Copenhagen, Denmark
Onsite/Online

ESTRO 2022

Session Item

Saturday
May 07
14:15 - 15:15
Mini-Oral Theatre 1
05: Image acquisition & processing
Malin Kügele, Sweden;
Nanna Sijtsema, The Netherlands
Mini-Oral
Physics
Deep learning auto-segmentation vs human inter observer variability of normal tissue in the brain
Jesper Kallehauge, Denmark
MO-0217

Abstract

Deep learning auto-segmentation vs human inter observer variability of normal tissue in the brain
Authors:

Jesper Kallehauge1, Camilla Skinnerup Byskov2, Christian Rønn Hansen3, Yasmin Lassen-Ramshad1, Anouk Trip1, Slavka Lukacova2, Lene Haldbo-Classen2, Ebbe Laugaard Lorenzen4

1Aarhus University Hospital, Danish Centre for Particle Therapy, Aarhus N, Denmark; 2Aarhus University Hospital, Department of Oncology, Aarhus N, Denmark; 3Odense University Hospital, Laboratory of Radiation Physics, Odense, Denmark; 4Odense University Hospital, Laboratory of Radiation Physics, Odense, Denmark

Show Affiliations
Purpose or Objective

Automatic segmentations of organs at risk (OAR) are often compared to single observer delineations, which especially for small organs may result in higher inter-observer disagreement. A more fair comparison is to validate the auto-segmentation to a dataset where multiple observers have defined the same structures. Hence the objective of this study was to validate a Deep Learning semantic segmentation of selected OAR according to the Danish Neuro Oncology (DNOG) guidelines on multi-observer gold standard segmentations.

Material and Methods

A 3D U-Net architecture was trained to segment Brainstem, Hippocampi, Chiasm, Pituitary, and Optical Tracts on 58 glioma patients' 3D T1w MRI of the brain (46 patients were scanned on a 3 T MRI and 12 were scanned at 1.5 T). This network was subsequently evaluated on a holdout test set consisting of 13 patients (nine patients were scanned at 3T MRI and four were scanned at 1.5T MRI).

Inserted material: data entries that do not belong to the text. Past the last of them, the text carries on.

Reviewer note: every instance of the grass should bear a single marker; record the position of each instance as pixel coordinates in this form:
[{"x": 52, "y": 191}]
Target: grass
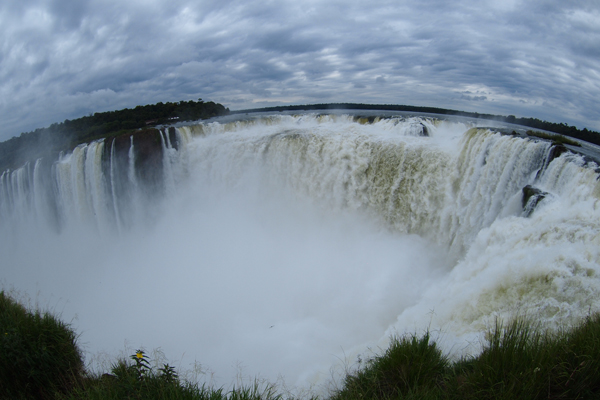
[{"x": 39, "y": 359}]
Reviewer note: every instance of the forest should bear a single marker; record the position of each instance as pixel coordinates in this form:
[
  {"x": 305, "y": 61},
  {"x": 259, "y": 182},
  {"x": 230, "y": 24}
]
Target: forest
[{"x": 65, "y": 136}]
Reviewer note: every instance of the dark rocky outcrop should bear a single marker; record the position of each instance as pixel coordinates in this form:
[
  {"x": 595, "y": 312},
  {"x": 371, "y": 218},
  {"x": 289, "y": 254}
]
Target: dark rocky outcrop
[{"x": 531, "y": 197}]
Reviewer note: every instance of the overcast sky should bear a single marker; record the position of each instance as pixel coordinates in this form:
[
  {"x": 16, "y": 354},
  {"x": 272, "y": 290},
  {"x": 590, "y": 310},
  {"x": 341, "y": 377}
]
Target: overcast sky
[{"x": 64, "y": 59}]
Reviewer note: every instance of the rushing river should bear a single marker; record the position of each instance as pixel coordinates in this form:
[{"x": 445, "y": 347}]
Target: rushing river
[{"x": 285, "y": 247}]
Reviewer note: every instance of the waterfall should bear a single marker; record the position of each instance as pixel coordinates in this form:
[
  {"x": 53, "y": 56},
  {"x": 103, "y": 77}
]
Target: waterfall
[{"x": 286, "y": 242}]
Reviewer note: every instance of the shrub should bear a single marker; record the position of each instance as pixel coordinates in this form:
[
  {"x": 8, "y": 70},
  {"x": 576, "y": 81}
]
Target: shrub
[{"x": 38, "y": 353}]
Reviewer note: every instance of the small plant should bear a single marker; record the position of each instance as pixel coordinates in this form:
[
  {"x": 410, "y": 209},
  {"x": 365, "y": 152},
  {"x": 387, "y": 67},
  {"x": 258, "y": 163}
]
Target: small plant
[
  {"x": 142, "y": 365},
  {"x": 39, "y": 356}
]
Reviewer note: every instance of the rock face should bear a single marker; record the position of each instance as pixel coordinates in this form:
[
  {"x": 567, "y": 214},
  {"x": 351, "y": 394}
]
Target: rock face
[
  {"x": 531, "y": 197},
  {"x": 147, "y": 152}
]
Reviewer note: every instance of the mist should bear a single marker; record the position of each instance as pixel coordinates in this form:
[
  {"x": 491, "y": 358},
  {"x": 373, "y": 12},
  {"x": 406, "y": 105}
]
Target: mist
[{"x": 284, "y": 249}]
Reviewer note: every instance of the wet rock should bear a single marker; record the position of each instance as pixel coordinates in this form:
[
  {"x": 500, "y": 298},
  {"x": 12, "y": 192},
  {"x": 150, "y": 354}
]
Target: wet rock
[{"x": 531, "y": 197}]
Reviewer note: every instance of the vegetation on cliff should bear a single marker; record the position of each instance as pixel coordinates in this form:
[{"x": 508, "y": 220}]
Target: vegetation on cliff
[
  {"x": 64, "y": 136},
  {"x": 39, "y": 359}
]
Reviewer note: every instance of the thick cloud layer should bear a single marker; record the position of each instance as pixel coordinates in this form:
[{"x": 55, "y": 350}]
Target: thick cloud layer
[{"x": 67, "y": 58}]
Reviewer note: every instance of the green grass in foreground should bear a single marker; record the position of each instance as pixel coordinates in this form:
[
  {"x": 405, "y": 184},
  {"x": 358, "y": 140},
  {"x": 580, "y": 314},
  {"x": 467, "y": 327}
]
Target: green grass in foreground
[{"x": 39, "y": 359}]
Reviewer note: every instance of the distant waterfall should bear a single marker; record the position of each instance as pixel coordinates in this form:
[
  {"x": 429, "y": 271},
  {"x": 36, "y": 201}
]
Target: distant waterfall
[{"x": 331, "y": 231}]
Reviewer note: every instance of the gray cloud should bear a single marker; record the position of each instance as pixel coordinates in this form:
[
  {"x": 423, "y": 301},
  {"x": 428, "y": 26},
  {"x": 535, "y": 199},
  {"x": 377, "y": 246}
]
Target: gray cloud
[{"x": 64, "y": 58}]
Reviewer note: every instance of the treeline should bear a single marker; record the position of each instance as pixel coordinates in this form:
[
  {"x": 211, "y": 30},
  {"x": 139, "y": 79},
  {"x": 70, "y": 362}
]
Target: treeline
[
  {"x": 562, "y": 128},
  {"x": 64, "y": 136}
]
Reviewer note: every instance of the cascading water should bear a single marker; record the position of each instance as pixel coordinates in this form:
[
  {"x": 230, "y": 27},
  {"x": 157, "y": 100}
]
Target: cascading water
[{"x": 278, "y": 245}]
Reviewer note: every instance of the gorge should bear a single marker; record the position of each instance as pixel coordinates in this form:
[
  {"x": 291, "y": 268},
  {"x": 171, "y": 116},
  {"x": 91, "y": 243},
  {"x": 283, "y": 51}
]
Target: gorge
[{"x": 288, "y": 245}]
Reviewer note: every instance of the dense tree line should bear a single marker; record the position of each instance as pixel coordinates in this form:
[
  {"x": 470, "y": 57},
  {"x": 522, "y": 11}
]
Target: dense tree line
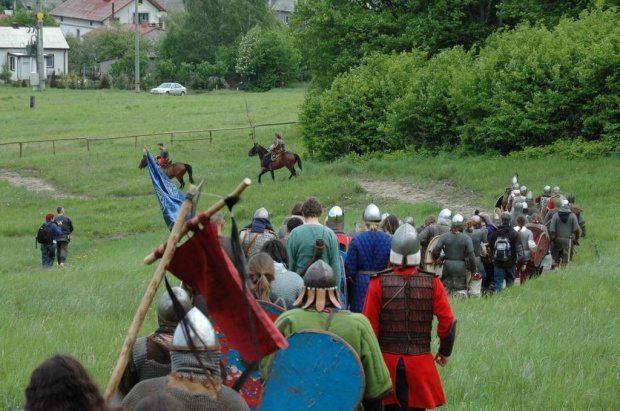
[{"x": 526, "y": 87}]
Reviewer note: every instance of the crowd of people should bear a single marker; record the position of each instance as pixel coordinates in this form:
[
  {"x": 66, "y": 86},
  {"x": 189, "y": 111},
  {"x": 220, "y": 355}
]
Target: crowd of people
[
  {"x": 54, "y": 236},
  {"x": 378, "y": 286}
]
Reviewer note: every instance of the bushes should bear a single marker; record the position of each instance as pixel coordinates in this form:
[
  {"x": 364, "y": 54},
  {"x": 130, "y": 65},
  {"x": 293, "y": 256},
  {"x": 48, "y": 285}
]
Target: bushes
[{"x": 528, "y": 87}]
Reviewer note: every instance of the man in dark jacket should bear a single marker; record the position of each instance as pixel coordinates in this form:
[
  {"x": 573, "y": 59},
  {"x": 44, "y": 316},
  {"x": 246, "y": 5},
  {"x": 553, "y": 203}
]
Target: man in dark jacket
[
  {"x": 506, "y": 250},
  {"x": 62, "y": 243}
]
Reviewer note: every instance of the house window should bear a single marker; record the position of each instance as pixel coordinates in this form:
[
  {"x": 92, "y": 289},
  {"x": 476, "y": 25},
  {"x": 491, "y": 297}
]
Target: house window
[{"x": 142, "y": 17}]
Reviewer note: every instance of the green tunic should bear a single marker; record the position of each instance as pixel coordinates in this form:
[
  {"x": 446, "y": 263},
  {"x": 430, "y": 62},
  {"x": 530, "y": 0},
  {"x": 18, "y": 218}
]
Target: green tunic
[{"x": 353, "y": 328}]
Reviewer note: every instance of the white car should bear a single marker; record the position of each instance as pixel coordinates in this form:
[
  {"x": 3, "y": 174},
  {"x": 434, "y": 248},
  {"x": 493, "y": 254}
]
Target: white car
[{"x": 169, "y": 88}]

The performance of the automatic segmentation was finally evaluated using Dice similarity coefficient (DSC) and 95% Hausdorff distance (HD95) on three randomly chosen patients from the gold standard data having 13 patients in total. Each structure for each of the three patients were defined on average by 8 radiation oncologists with experience in neuro-oncology. The automatic segmentation was compared to each of the 8 expert segmentations and the mean metric HD95 and DSC was determined and compared to the mean expert metrics. 

Results
The auto-segmented structures performed similar to expert delineated structures in respect to DSC and HD95. (figure 1 and figure 2). Although, the optical tracts appear to perform slightly worse when comparing DSC. The auto-segmentation showed similar or reduced variability especially for the pituitary gland but generally across all the investigated structures. Few expert segmentations were identified with large deviations from the median metrics indicative of being outliers. Especially some segmentations with HD95 well beyond the interquartile range are suspicious. 

Conclusion

The proposed Deep Learning segmentation algorithm performed generally very well showing similar performance as the experts for all structures except the optical tracts when comparing DSCs.  This discrepancy may be attributed to the small volume of these structures where the DSC is known to be especially sensitive to small variations in delineations.  The expert segmentations with large deviation from the general trend of the expert segmentations (HD95 well beyond the interquartile range)  were visually inspected and was found not to adhere to the DNOG guidelines. The auto segmentations were on the other hand in good agreements with the general expert trend and a potential added benefit of auto segmentation could be outlier detection of subpar segmentations for example in retrospective datasets. To conclude, this deep learning network is of such high quality as to be used in clinical workflow and shows potential as a tool for delineation outlier detection.